Bajé la marcha a cuarenta kilómetros cuando entré al
barrio de Aldo Bonzi, por ese boulevard que te recibe con un cartel que dice «pueblo
verde». Por la ventanilla se ven caballos dispersos en parcelas alambradas que recrean
un escenario bucólico; si hay sol la postal luce mucho mejor. El avance de los
segundos queda estéril, la amenaza del apocalipsis se reduce a cero. El cuore
descansa de las constantes amenazas de quedarse suspendido en los andamiajes
del stress. Acá estoy, llegué antenoche y estoy cuidándole la casa a un amigo
que se tuvo que ir de urgencia a España a ver su madre. A la mañana mirando el
diario (que al parecer lo recibe todos los días) mientras desayunaba, leí la
mejor noticias de todas, la que ningún lector de este diario se esperaría
porque la tildarían de bizarra. «El caso de Mudo deja boquiabierto a medio
pueblo de Aldo Bonzi», decía en letra grande y negrita. No entendía de quien estaban
hablando pero parecía ser algo fuera de lo común. Según la noticia había una
persona habitando este barrio al que acusaban de portar una «deformidad moral»
porque todas la noches intentaba tener relaciones con una estufa o más
específicamente con los barrotes que recubría el saliente tuvo de calor de una
estufa. Solo me salió fruncir las cejas ni bien leí la noticia completa y terminé
de darle el último sorbo a un frío café con leche, ya pensando en dejar todo
acomodado.
En ese rato que me llevó
limpiar la cocina y lavar una taza, escuché que un montón de voces hablaban de
alguien. Me di cuenta por donde venía la mano y salí a tratar que alguien me
explicara qué era lo que estaba pasando, pero todos andaban atentos a la manada
de móviles de televisión que habían llegado. «¿Alguien conoce donde vive Enrique
Mudo?», preguntó un tipo de traje y con un micrófono en la mano. Casi todos los
vecinos que estaban reunidos contestaron a coro el nombre de una calle y se
posicionaron detrás del periodista camino hacia allá. Cualquiera se hubiese
imaginado que era un asesino por como lo buscaban; paraban en todos los
negocios para preguntar si lo habían visto salir de su casa, etc. «Es un tipo
que no habla con nadie y después de las nueve de la noche sale a andar en
bicicleta», aproximaba Herminia del otro lado del mostrador de su negocio,
mientras dos cámaras le apuntaban directo a la cara con una luz artificial. «Ah
y es sordo», agregó al final.
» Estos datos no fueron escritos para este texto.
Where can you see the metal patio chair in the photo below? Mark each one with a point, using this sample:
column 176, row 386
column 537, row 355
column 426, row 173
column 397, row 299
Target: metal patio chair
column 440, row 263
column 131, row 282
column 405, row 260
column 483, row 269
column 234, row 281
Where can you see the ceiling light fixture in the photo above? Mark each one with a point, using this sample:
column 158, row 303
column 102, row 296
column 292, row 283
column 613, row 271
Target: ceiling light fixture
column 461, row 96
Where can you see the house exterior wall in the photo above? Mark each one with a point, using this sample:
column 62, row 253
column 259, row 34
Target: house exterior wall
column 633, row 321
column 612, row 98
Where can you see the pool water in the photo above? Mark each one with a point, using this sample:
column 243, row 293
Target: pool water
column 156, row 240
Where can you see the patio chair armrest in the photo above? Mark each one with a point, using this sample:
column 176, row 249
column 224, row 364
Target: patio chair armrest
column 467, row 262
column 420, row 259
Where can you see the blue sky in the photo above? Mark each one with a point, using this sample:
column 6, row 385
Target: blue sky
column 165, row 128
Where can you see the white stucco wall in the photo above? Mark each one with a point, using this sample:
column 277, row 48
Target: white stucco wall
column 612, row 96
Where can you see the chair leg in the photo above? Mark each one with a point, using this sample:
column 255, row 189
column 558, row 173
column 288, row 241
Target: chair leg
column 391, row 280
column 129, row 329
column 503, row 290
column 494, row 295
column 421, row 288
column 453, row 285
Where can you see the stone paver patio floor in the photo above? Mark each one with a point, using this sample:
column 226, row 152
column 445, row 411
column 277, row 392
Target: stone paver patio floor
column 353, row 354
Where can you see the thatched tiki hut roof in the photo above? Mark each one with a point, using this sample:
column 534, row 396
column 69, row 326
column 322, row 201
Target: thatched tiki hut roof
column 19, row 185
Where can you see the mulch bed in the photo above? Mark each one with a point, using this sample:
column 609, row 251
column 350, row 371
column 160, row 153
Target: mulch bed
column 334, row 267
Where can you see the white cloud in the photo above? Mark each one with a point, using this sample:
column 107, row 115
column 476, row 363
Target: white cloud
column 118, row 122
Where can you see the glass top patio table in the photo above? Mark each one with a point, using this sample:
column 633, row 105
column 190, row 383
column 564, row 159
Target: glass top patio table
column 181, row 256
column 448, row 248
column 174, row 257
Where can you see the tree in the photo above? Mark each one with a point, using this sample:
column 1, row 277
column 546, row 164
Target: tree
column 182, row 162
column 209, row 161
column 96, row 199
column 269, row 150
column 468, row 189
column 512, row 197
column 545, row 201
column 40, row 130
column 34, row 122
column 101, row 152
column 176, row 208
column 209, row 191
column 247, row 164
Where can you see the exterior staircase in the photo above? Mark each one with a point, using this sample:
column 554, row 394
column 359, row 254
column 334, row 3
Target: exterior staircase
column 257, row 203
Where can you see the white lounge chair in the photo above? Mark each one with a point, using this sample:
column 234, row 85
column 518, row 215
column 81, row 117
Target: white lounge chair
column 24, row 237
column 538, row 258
Hablaban todos a la vez, buscando el ojo central
de esas cámaras y a los empujones se disputaban el mejor lugar para mandar un
saludo. Según otro vecino, que tenía una montañita de saliva espesa en su labio
inferior, todo empezó hace una semana.
Relata que lo vio sentado, como casi todas las noches, en un sobrante de
construcción que quedó en la pared del kiosco de regalos y que en una de esas
al asomarse por la ventana fue cuando lo pescó penetrando una especie de tubo
por donde se concentra el calor de la estufa al estar prendida. «Estaba dale
que dale el depravado este. Salí con un palo a reventarlo, me vio venir y todo,
pero siguió en la suya. En ese cruce de miradas vi que tenía la cara llena de
placer y los ojos como si estuviese muerto», comentaba, indignado, a uno de los
cronistas con las cámaras encima. Después todos amontonados gritaban a las
cámaras, como si lo tuviesen enfrente, que lo iban a matar por pajero. Cuatro
de esos vecinos que reclamaban por seguridad ante esta persona, se definían
como los denunciantes de las redes sociales y dejaban su página de Facebook
para aquellos usuarios que desearan hacer alguna acusación de algo. «Este es el
momento justo para hablar y buchonear a los hijos de puta. Sí, escucharon bien,
dije buchonear. Hay que denunciar y filmar con los celulares todo lo que sea
necesario. A este pajerito ya lo vamos agarrar», gritaba una mujer, mirando
fijo a las cámaras.Continuará...
(En papel)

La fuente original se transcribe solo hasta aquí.